Let $R$ be a Euclidean Domain. Let $m$ be the minimum integer in the set of norms of nonzero elements of $R$. Prove that every nonzero element of norm $m$ is a unit in $R$ . Deduce that a nonzero element of norm zero (if such an element exists) is a unit.
Let $R$ be a Euclidean Domain. Let $m$ be the minimum integer in the set of norms of nonzero elements of $R$. Prove that every nonzero element of norm $m$ is a unit in $R$ . Deduce that a nonzero element of norm zero (if such an element exists) is a unit.
A norm is a function $n: R^{\times}\to \mathbb{N}$ such that for any $a,b\in R$, $b\not = 0$ we can write $a = qb + r$ where: $r\not = 0$ and $n(r) < n(b)$, or $r=0$. (There might be an additional property to the norm function but not all books define it).

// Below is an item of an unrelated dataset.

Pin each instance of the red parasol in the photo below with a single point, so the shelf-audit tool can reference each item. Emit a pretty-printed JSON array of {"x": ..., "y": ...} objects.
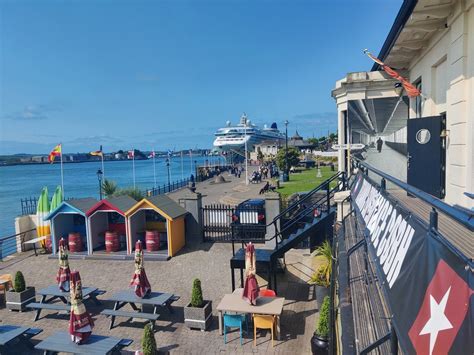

Say that $n(x) = m$ where $m = \min \{ n(r) : r\in \mathbb{R}^{\times}\}$. This means we can write, $1 = qx + r$ where $r=0$ or else $n(r) < n(x)$. But $n(x)$ is minimal and so $r=0$. Thus, $1=qx$ which means that $x|1$. Thus, $x$ is a unit by definition. It follows that if $n(x) = 0$ then since $x$ has the smallest possible norm it means it has to be a unit.